Created attachment 187229 [details]
sw_nblks offset by 2
As also noted in the patch,
swaponsomething() skips the first 2 pages.
Subtract these 2 pages from sw_nblcks as well as from swap_pager_avail and swap_total to keep track the correct numbers.
Given sw_used and sw_nblcks now keeps track of correct pages,
we can use these to check remaining pages blist_alloc().
This improves situation where some of swap devices are filled.
Testing "(sp->sw_nblks - sp->sw_used >= npages)" before every call to blist_alloc() is of no real benefit. In the common case, where there is available swap space, it is added overhead, albeit a tiny amount of overhead. Only in the rare case, where there is no swap space available will it be of any benefit. But, in that case, the gain is minimal. The hinting mechanism in the blist code will quickly conclude that there is no available space, and return failure. In summary, the tiny amount of overhead in the common case is going to outweigh the gain in the rare case.
(In reply to Alan Cox from comment #1)
I've seen 2 conditions when blist_alloc() failed massively.

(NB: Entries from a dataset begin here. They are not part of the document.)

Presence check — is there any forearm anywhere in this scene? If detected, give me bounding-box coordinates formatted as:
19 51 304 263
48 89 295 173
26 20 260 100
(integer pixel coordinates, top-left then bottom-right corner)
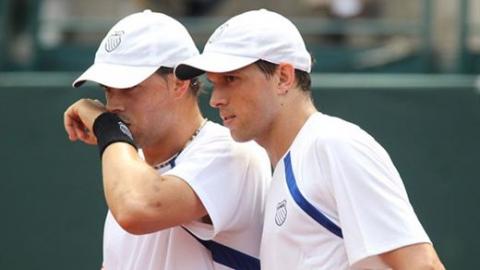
102 143 207 234
102 143 162 233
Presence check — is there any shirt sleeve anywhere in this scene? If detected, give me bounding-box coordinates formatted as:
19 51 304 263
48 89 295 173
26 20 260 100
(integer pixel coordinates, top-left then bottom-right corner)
317 132 430 268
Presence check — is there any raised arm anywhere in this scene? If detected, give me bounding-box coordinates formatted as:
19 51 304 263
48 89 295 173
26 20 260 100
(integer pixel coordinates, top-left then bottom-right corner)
64 99 207 234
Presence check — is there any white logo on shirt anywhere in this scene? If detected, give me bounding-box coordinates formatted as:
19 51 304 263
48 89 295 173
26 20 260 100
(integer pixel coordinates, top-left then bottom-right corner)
275 200 287 226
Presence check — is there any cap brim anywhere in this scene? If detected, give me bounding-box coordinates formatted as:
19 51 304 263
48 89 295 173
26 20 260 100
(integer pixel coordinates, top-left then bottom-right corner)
175 52 258 80
72 63 158 89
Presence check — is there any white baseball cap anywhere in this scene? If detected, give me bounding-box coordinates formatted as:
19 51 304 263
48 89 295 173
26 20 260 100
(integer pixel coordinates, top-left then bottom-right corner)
73 10 199 89
175 9 312 79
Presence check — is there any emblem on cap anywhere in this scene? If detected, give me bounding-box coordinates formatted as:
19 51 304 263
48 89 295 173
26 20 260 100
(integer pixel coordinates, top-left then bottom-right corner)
207 23 228 43
105 31 125 52
275 200 287 226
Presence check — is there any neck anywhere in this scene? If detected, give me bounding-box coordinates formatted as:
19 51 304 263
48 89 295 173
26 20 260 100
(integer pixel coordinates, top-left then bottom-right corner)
256 93 317 167
142 103 205 166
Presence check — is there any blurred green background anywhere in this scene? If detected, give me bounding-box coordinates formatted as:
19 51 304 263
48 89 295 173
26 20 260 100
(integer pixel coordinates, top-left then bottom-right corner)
0 0 480 269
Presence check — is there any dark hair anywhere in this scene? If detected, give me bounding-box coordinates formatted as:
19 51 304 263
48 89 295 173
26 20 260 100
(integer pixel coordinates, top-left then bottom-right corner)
155 67 202 97
254 59 312 92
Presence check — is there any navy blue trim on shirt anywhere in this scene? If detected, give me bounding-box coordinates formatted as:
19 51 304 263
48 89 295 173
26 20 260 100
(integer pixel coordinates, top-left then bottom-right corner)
184 228 260 270
283 152 343 238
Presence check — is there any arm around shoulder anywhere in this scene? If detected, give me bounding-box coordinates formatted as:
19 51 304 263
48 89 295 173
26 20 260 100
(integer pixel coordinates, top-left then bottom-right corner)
379 243 445 270
102 143 207 234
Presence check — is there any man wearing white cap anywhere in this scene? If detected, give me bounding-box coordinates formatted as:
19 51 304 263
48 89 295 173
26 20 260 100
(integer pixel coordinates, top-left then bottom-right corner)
175 10 443 270
64 11 271 270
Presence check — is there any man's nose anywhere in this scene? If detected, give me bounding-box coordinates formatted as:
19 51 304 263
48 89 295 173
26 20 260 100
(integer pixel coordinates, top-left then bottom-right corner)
210 87 227 109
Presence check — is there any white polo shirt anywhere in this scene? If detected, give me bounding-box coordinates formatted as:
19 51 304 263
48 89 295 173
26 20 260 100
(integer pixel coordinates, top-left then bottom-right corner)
103 122 271 270
261 113 430 270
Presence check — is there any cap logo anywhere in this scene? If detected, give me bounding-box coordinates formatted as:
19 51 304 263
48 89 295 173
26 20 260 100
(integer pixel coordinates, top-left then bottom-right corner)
207 23 228 43
105 31 125 52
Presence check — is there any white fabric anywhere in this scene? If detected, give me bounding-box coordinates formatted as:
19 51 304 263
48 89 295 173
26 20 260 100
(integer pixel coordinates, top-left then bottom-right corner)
104 122 271 270
73 10 198 88
261 113 430 270
175 9 312 79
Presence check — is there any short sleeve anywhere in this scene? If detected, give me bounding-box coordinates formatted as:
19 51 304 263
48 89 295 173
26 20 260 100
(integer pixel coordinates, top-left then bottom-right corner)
317 131 430 268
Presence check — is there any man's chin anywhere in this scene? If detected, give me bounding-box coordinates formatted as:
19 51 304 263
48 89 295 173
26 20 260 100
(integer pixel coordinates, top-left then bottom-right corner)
230 130 252 142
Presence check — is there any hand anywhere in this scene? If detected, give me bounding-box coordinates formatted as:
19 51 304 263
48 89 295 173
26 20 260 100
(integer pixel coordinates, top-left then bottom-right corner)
63 99 107 144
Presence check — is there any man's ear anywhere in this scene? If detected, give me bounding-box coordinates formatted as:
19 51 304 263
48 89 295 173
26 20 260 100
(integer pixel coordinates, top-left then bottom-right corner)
173 76 190 97
277 63 295 95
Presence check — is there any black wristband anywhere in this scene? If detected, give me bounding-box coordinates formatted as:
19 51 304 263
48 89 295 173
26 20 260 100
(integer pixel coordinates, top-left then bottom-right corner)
93 112 137 157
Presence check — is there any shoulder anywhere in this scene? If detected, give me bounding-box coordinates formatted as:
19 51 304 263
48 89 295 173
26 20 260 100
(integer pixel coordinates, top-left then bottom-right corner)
189 121 268 162
292 113 383 161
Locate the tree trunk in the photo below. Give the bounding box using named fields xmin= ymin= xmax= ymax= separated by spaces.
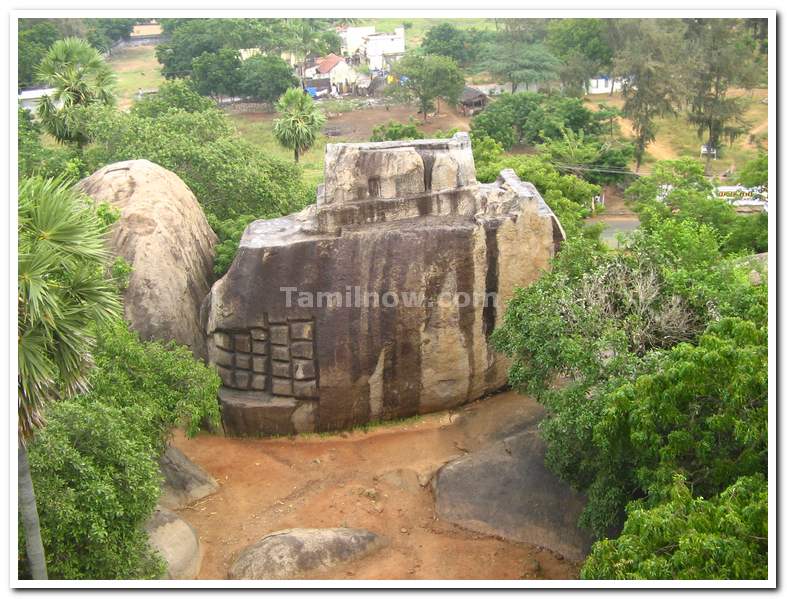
xmin=17 ymin=441 xmax=48 ymax=580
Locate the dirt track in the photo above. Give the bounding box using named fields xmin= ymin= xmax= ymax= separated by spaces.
xmin=174 ymin=392 xmax=578 ymax=580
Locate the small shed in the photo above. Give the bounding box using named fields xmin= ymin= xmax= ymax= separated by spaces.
xmin=459 ymin=86 xmax=489 ymax=116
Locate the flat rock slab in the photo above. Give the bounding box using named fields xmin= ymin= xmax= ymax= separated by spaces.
xmin=145 ymin=507 xmax=202 ymax=580
xmin=434 ymin=427 xmax=592 ymax=561
xmin=159 ymin=446 xmax=219 ymax=510
xmin=229 ymin=528 xmax=386 ymax=580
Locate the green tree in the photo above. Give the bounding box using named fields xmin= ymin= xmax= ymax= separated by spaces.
xmin=239 ymin=55 xmax=298 ymax=104
xmin=686 ymin=19 xmax=755 ymax=175
xmin=615 ymin=19 xmax=684 ymax=171
xmin=37 ymin=38 xmax=116 ymax=147
xmin=191 ymin=48 xmax=241 ymax=99
xmin=17 ymin=178 xmax=120 ymax=579
xmin=393 ymin=52 xmax=465 ymax=122
xmin=582 ymin=475 xmax=768 ymax=580
xmin=481 ymin=40 xmax=560 ymax=93
xmin=273 ymin=88 xmax=325 ymax=162
xmin=17 ymin=19 xmax=62 ymax=88
xmin=738 ymin=152 xmax=768 ymax=187
xmin=547 ymin=19 xmax=612 ymax=95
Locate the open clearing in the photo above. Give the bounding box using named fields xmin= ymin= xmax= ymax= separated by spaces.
xmin=173 ymin=392 xmax=578 ymax=579
xmin=230 ymin=103 xmax=470 ymax=185
xmin=585 ymin=88 xmax=768 ymax=175
xmin=108 ymin=46 xmax=164 ymax=108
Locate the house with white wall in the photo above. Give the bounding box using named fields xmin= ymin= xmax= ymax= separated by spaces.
xmin=362 ymin=27 xmax=405 ymax=71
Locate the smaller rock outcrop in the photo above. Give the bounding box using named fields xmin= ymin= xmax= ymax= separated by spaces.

One case is when sizes of swap devices are imbalanced especially when one of them are significantly small or large, one or some of others gets filled.
The other case is when more devices are added to avoid swap space exhaustion. As soon as all existing devices are fulled, new ones will pick up all I/Os.
In any cases, if a machine is busy swapping out pages, I also agree that failures of blist_alloc() are minor in performance as well.
Also, blist_alloc needs to find a contentious region. Even if remaining blocks is more than requested, blist_alloc can fail due to fragmentation.